From John Ray's shorter notes




August 02, 2015

Avoiding that pesky evolutionary thinking

The Left are deeply uncomfortable with evolutionary thinking.  It explains too much for their liking.  That men and women have evolved to have inborn differences that reflect their role vis a vis children flies in the face their feminist creed that there are no differences between men and women -- for instance.

So the blindness to evolution that we see below is no accident.  "New Scientist" has always been Left-leaning and their fervour for global warming shows that to be still undimmed.  The claim that the high mortality rate seen during the Black Death in the 14th century may have been the result of poor general health rather than the strength of the bacterium is plausible at first sight but neglects the obvious.  And the plausibilty fades fast when you look at ALL the evidence -- something Leftists chronically avoid.  See the last sentence in the article below.

So what is the obvious factor that the writer below is blind to?  That those who were infected in subsequent plagues were almost all the descendants of those who did  not die the first time around.  Those who did not die the first time around had some factor or factors in their makeup that made them resistant to yersinia pestis -- and it is they who survived to reproduce and pass on their resistance.  Pure natural selection at work.  Fewer people died the second and third times around because they had inherited resistance.  They survived because they were the descendants of survivors.  Obvious to anyone but a Leftist.  Leftist thinking rots your brain


The secret of plague’s death toll is out. The high mortality rate seen during the Black Death in the 14th century may have been the result of poor general health rather than the strength of the bacterium.

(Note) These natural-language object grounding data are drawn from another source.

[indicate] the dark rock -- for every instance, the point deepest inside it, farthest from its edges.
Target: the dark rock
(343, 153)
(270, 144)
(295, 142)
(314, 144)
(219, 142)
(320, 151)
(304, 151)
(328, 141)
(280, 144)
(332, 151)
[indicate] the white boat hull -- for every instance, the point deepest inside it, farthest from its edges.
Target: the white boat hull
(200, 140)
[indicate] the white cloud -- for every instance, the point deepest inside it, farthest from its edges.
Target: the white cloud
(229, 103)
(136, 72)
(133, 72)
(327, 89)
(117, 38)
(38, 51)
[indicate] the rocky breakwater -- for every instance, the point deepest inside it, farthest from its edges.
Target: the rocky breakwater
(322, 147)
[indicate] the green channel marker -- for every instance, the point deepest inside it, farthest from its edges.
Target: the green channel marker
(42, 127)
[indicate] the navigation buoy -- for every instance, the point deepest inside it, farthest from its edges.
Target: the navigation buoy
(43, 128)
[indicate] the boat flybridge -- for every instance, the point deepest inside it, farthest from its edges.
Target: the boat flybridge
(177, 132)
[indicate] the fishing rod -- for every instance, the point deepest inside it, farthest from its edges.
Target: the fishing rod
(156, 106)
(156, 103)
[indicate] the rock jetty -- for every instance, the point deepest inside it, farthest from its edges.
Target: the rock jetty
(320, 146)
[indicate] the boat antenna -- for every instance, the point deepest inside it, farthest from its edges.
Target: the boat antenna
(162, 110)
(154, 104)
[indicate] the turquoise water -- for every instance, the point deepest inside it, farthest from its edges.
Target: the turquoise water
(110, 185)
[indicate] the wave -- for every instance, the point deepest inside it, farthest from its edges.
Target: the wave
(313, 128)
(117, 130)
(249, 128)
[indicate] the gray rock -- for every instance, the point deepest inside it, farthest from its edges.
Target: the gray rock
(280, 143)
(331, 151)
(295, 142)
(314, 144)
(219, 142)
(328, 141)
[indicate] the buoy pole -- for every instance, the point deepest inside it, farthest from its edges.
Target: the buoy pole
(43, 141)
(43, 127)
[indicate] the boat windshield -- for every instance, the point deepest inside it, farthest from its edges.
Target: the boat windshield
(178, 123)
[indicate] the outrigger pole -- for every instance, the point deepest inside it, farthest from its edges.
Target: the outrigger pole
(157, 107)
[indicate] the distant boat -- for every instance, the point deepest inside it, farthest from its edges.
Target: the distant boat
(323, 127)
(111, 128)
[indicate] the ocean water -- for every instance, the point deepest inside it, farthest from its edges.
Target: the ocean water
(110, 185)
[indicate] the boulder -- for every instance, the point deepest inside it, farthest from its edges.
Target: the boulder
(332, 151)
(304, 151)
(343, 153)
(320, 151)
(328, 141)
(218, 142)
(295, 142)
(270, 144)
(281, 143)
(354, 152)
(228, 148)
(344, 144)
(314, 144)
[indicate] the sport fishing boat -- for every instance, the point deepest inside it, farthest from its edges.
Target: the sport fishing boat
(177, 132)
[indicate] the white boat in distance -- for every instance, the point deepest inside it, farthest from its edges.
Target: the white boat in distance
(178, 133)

The Black Death killed about 60 per cent of Europe’s population. That’s surprising as recent plague outbreaks weren’t as devastating.

“There is a huge difference in mortality rates,” says Sharon DeWitte at the University of South Carolina, even though 14th century and 20th century plagues were caused by the same bacterium, Yersinia pestis, and its genetics were similar in both outbreaks.

DeWitte believes that the high mortality rate in the 14th century may have been the result of a general decline in health. She examined skeletons in London cemeteries from the 11th, 12th and 13th centuries and found that more adults under the age of 35 were buried in the 13th century.

This suggests that people were dying younger before the Black Death arrived – probably because of famine and an increase in disease burden from other pathogens.

“Together with historical data, the picture that emerges is that the population was not doing well,” says DeWitte.

But Samuel Cohn, a historian from the University of Glasgow, UK, is not convinced.

“The wealthy were also dying in great numbers during the first outbreak of the Black Death [1347-51],” he says, noting that it is unlikely that they were in poor health.